After 9/11, the title has inadvertently acquired overtones that were never intended, for this is a terroriser not a terrorist. It appears to refer to a prostitute who phones strangers, spreading malice. The film shows how this mindless prank affects a wide range of characters: a detective, a woman novelist with writer's block, a photographer, a salaryman in a dead-end job, a hoodlum.
It was as if Yang was deliberately taking a cross-section of Taiwanese society and illustrating how urban pressures tear lives apart; in fact, it can be inferred that the real terroriser is not the prostitute but modern life itself. This remains Yang's most complex film, not least because he leaves it open-ended. There are in fact multiple endings, in which a single pistol shot has several different consequences.

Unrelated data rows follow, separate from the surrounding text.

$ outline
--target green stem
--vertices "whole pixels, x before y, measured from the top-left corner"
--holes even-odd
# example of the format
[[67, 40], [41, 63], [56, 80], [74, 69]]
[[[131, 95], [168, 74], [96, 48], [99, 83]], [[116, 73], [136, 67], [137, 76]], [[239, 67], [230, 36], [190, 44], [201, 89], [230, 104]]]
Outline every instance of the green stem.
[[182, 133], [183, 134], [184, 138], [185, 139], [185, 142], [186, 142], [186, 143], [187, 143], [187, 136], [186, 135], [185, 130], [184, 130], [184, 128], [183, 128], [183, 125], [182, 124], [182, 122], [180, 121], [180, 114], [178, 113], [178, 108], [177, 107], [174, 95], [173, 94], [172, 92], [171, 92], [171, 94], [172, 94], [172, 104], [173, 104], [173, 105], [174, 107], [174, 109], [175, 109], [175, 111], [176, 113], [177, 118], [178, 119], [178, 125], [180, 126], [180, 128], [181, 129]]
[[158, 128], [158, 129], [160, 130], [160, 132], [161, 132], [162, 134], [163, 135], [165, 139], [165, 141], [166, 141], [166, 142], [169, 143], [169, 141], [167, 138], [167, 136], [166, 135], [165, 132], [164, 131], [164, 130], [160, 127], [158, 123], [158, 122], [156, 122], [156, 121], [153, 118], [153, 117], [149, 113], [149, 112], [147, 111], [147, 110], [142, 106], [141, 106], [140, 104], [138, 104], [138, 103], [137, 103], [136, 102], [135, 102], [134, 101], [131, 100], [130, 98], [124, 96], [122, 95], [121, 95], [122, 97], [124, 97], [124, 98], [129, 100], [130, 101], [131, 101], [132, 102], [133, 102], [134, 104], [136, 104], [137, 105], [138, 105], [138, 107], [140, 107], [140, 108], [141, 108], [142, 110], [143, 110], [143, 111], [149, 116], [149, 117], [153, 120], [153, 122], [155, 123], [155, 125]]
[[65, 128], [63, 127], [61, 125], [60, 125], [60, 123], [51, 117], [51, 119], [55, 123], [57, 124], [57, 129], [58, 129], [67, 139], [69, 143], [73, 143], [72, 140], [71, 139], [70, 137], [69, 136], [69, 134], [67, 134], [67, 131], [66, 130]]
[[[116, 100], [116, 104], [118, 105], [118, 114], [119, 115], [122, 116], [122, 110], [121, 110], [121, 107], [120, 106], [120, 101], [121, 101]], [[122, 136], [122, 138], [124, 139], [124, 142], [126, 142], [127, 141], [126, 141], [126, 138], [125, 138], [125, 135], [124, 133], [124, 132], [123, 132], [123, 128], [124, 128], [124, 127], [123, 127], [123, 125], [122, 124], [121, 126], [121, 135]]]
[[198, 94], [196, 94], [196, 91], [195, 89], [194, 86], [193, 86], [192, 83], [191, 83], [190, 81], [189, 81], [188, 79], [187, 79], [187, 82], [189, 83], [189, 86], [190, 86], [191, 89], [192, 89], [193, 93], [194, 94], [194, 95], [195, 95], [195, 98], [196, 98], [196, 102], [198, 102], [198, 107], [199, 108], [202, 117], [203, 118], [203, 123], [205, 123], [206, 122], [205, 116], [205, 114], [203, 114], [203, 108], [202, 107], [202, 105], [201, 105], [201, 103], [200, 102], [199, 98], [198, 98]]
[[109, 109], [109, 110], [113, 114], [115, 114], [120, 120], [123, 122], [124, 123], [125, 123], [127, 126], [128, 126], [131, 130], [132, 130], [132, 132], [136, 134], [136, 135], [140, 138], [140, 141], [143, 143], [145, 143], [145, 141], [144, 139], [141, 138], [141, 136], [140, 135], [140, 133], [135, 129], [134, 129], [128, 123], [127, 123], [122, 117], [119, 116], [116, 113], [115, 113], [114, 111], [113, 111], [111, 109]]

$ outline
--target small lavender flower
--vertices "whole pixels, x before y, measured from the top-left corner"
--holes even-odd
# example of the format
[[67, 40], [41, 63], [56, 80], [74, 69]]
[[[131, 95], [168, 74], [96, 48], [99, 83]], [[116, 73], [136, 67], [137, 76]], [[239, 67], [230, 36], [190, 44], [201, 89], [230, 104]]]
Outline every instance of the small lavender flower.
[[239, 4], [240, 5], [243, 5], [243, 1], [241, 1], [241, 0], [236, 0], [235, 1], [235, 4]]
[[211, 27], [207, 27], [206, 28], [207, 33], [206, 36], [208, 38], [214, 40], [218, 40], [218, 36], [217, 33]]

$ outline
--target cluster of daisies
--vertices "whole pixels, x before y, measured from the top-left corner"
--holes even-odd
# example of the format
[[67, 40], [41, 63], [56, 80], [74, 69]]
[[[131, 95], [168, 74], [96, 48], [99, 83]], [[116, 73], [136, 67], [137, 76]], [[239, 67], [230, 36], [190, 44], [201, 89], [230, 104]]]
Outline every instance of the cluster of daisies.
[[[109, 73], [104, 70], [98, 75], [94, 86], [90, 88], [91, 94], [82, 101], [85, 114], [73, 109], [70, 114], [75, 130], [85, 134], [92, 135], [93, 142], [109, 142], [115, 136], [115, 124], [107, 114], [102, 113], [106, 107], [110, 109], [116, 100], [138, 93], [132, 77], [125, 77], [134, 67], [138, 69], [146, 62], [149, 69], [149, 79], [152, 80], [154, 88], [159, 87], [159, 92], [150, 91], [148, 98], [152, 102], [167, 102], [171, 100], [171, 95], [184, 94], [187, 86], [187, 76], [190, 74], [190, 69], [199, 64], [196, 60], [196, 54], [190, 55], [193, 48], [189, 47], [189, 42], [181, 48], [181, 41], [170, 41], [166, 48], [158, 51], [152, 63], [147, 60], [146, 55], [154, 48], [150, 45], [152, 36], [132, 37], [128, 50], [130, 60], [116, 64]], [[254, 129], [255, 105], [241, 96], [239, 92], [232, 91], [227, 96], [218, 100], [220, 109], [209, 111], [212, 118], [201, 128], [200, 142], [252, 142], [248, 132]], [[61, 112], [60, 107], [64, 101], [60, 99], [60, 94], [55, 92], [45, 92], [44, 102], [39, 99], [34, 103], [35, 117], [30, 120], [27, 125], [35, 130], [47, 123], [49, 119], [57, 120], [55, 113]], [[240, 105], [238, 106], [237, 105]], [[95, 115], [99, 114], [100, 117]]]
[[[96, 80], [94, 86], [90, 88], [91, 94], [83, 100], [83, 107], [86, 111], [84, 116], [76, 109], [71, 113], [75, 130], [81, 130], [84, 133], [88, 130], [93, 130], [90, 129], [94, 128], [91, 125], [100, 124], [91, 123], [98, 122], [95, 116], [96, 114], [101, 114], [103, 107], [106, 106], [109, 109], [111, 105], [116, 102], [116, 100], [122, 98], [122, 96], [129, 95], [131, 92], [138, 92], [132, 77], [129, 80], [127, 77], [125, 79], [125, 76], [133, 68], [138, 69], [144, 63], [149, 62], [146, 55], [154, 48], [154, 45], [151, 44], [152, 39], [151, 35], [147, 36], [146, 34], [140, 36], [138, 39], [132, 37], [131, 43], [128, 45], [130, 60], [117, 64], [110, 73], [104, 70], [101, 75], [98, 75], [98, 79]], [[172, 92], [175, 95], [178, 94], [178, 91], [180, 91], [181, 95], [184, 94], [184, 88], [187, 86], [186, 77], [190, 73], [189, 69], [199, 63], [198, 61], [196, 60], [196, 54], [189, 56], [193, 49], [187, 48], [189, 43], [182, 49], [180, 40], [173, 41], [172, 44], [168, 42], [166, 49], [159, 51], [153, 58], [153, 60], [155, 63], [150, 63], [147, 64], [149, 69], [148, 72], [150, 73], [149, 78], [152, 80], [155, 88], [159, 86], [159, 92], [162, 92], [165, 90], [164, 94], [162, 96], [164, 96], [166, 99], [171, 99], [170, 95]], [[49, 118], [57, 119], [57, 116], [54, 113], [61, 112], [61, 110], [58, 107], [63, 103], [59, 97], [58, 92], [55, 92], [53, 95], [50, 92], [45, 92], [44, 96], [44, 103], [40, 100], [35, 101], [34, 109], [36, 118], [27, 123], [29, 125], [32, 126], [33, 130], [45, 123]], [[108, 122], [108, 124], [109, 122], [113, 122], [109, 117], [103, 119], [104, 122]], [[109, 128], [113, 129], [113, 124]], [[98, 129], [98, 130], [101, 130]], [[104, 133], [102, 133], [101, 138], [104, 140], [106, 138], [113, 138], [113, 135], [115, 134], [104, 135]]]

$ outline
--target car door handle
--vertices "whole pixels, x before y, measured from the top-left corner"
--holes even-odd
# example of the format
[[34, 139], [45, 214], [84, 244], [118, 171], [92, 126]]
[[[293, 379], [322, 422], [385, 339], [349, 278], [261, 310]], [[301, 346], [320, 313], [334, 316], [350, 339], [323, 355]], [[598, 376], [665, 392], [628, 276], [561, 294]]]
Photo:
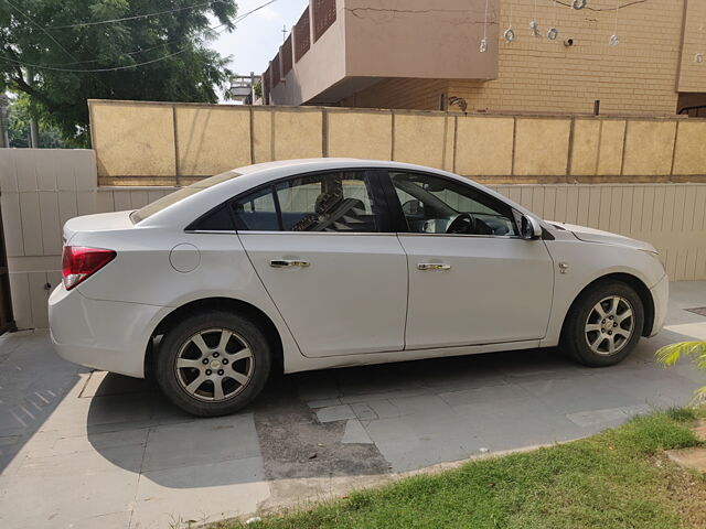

It was some years before Yang made another film, but A Brighter Summer Day was one of his finest. About a group of rebellious youths, its title is taken from the Elvis Presley ballad Are You Lonesome Tonight? and Yang admitted that to some extent it was autobiographical. The plot, however, is based on an incident that shocked everyone in 1961, when a young boy, suspended from school for joining a street gang, reacted in frustration and murdered his girlfriend.
Yang's film is set in the early 1960s, when the children of the mainlanders who came to Taiwan in 1949 were at odds with native-born Taiwanese youths, and street fights were prevalent. A very long film, running almost four hours, the length was justified by its penetrating analysis of the internal conflicts between different strands of Taiwanese society at a time when the island was in transition and in search of an identity; and after 237 minutes, the very last shot - of a tape carelessly thrown by the police into a waste bin instead of being delivered to the prisoner for whom it is intended - is riveting and profoundly moving.
Yang waited another four years before making his next film, but A Confucius Confusion (1995, his first comedy, satirising the cultural chaos in modern Taiwan, part Chinese, part pseudo-American) was not in the end as sharp as its witty title. Similar criticisms were levelled at Mahjong (1996), another ill-focused comedy about delinquents. But he made a spectacular comeback in 2000 with Yi Yi, a three-hour film at least as rich as A Brighter Summer Day.
It follows three generations of a family caught between a wedding and a funeral, and in particular the head of the family, who unexpectedly runs into an old flame on the day his mother-in-law becomes mortally sick. Can he - should he - try to turn the clock back?
Yi Yi explores all the characters in unusual depth. By the end it is as if we had known them all our lives. It is another comedy, but with a generosity of spirit missing in Yang's two previous pictures.
Edward Yang made no more films, but directed some plays and produced MTV videos.
In later years he was based in Los Angeles but had been suffering for some time with cancer of the colon, of which he died on June 29.